5 ︎︎︎ Das Raus ist einsam
Ein Gespräch über Ängste mit dem für seine schwierigen Rollen bekannten Berliner-Ensemble-Schauspieler Nico Holonics.
Die veralteten Strukturen im Theater stehen derzeit zur Debatte. Oft klingt die Frage an, wie sie sich so lange halten konnten. Andererseits ist das Theater nicht nur eine Institution mit Personalführungsfragen sondern ein sehr komplex gewachsenes ästhetisches Gebilde, das auf mehreren Ebenen hohe Ansprüche an die Beteiligten stellt. Es spielt eben nicht nur seine eigenen sondern sämtliche gesellschaftliche Fragestellungen anhand von Bühnenfiguren exemplarisch durch. Eine oft unausgesprochene Frage an Schauspieler:innen gilt dabei ihrer Psychohygiene.

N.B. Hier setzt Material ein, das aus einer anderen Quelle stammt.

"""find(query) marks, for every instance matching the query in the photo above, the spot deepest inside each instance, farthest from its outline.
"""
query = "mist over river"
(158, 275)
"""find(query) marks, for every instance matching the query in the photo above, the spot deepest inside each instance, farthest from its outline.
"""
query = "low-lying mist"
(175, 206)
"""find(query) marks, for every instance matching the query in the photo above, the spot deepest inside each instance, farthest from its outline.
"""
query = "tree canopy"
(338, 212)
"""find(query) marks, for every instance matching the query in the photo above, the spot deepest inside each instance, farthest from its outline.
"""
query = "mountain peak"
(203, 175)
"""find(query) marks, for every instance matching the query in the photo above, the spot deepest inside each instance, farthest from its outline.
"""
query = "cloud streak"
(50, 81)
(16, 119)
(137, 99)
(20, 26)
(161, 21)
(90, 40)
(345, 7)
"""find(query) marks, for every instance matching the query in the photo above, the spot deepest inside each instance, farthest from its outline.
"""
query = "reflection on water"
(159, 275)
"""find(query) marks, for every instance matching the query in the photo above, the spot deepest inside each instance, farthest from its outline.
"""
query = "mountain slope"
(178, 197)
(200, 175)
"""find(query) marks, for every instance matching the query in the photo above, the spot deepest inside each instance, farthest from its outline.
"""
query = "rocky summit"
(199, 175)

Die veralteten Strukturen im Theater stehen derzeit zur Debatte. Oft klingt die Frage an, wie sie sich so lange halten konnten. Andererseits ist das Theater nicht nur eine Institution mit Personalführungsfragen sondern ein sehr komplex gewachsenes ästhetisches Gebilde, das auf mehreren Ebenen hohe Ansprüche an die Beteiligten stellt. Es spielt eben nicht nur seine eigenen sondern sämtliche gesellschaftliche Fragestellungen anhand von Bühnenfiguren exemplarisch durch. Eine oft unausgesprochene Frage an Schauspieler:innen gilt dabei ihrer Psychohygiene.
Wie macht man das, sich am Abend in ein Ekel zu verwandeln und tagsüber liebevolle Kollegin oder fürsorglicher Vater zu sein? Gibt es so etwas, wie die Angst vor dem Übergreifen einer Rolle auf die eigene Persönlichkeit?
Ein Auszug aus dem Gespräch ist im Original-Ton zu hören im Podcast Schule der Angst.
Ein Auszug aus dem Gespräch ist im Original-Ton zu hören im Podcast Schule der Angst.
Interview: Astrid Kaminski
Nico Holonics, Sie spielen auf der Bühne Leute wie Xerces, den Fürsten Myschkin aus „Der Idiot“ oder Oskar Matzerath aus „Die Blechtrommel“. Leute, die Sie vermutlich nicht so gerne selber wären. Wie gehen Sie damit um, wenn Sie unangenehme oder psychisch labile Charaktere spielen? Gibt es so etwas wie die Angst vor dem Überspringen der Rolle?
Nico Holonics: Das ist von Rolle zu Rolle sehr unterschiedlich und auch davon abhängig, in welchem Lebensstadium man sich befindet, wie es einem gerade geht, wenn man eine Rolle probt oder sich mit einem bestimmten Charakter beschäftigt. Wenn man im privaten, nicht-schauspielerischen Leben ganz gut beieinander ist, dann gelingt es leichter, sich einzulassen. Es gibt aber auch Zeiten, in denen es mir nicht so gut geht und eine Abgrenzung weniger gelingt oder schwieriger ist.
Dann greifen die psychologischen Strukturen der Rolle auf die eigenen über?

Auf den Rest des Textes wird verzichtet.